見るからにどぎつい赤色の液体が、小瓶の中でどんよりと主張する。
「毒毒しい、とはよく言ったもんだ。毒薬の代表みたいな色だなこりゃあ」
俺は自宅の居間で胡坐をかき、購入した小瓶を指先でつまんでゆらゆらともてあそぶ。
つい先ほど自殺をしたいと思い立ち、ネットでちょいと調べて最寄りの裏商店街へと足を運んできたところだ。もう、この世のなにもかもに、俺はもう疲れた。
一番安い毒薬を、と無愛想な店主に声をかけるとこれを差し出されたので、俺は何も考えずにそのまま購入した。

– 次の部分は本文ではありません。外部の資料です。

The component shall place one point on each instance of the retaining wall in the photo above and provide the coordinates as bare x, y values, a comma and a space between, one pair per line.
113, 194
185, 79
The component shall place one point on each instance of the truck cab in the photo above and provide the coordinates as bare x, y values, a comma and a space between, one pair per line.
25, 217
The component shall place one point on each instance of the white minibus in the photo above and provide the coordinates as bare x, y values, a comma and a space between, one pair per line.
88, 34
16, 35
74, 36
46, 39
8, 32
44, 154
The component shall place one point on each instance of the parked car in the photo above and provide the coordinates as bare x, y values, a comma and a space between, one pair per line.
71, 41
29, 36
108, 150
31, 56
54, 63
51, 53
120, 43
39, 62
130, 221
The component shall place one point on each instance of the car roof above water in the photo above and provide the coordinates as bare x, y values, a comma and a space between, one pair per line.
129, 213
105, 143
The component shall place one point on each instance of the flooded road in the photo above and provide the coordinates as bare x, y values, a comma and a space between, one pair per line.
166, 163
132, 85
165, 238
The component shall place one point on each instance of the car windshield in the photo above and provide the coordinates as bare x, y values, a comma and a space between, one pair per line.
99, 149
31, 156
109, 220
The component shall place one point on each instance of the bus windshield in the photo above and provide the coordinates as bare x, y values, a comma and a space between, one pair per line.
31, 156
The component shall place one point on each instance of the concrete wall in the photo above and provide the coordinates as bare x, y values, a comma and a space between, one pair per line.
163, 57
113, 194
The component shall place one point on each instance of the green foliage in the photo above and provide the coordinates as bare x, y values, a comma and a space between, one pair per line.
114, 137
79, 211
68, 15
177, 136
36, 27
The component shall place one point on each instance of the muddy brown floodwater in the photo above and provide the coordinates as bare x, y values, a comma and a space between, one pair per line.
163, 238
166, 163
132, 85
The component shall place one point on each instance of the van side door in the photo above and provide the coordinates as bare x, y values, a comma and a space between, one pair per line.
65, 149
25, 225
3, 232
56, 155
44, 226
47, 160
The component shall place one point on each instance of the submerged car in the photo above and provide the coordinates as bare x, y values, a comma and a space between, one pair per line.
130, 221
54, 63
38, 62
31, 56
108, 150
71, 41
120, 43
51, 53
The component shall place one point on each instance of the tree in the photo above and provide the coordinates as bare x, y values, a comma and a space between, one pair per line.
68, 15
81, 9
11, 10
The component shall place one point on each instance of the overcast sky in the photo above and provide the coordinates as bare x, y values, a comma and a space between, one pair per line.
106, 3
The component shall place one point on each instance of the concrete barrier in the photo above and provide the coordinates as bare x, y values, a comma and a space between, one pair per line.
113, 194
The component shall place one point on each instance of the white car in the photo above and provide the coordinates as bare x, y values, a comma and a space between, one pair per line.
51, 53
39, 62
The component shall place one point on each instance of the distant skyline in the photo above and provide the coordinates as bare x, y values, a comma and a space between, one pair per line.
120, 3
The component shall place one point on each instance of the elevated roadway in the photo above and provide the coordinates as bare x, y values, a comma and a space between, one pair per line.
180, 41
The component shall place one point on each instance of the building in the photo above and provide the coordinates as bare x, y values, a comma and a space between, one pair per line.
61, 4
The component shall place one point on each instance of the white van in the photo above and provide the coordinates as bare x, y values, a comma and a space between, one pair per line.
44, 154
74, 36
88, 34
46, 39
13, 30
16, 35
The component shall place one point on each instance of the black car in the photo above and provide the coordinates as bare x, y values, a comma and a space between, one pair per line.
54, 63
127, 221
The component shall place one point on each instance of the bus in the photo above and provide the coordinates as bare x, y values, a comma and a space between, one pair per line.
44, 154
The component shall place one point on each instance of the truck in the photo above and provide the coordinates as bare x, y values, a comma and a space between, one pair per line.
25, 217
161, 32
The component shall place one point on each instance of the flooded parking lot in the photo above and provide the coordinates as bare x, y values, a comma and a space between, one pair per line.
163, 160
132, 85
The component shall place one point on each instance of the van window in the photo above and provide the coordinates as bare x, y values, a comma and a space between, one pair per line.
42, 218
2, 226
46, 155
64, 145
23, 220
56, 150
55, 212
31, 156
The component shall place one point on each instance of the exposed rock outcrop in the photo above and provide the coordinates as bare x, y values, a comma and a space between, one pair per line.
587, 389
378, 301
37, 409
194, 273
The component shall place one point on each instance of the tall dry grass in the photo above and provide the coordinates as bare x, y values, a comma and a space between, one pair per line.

商品が入っていた箱を見やると説明書が同封されていた。
「ん、なになに…『用法、用量を守り、正しくお使いください。空腹の状態で服用すると、効果が薄れる場合がございます』……ははは」
なんだこりゃ。身体によろしい風邪薬みたいじゃねえか、この文言。
何もかもにめんどくさくなっていた俺はここ最近まともな食事もとっていなかった。もちろん冷蔵庫はカラで、電気もガスも止められている。食いもんなんかありゃしねえよ。
「きっちり効いてくれなきゃ困るからよ」
俺は押入れからしわのついたコートを取り出し、最後の晩餐を買いに出かける。何を食おうかな。すしもいいが、あったかいもんがやっぱいいか。
久方ぶりに浮き立つ感情に、俺はしばし毒薬を忘れた。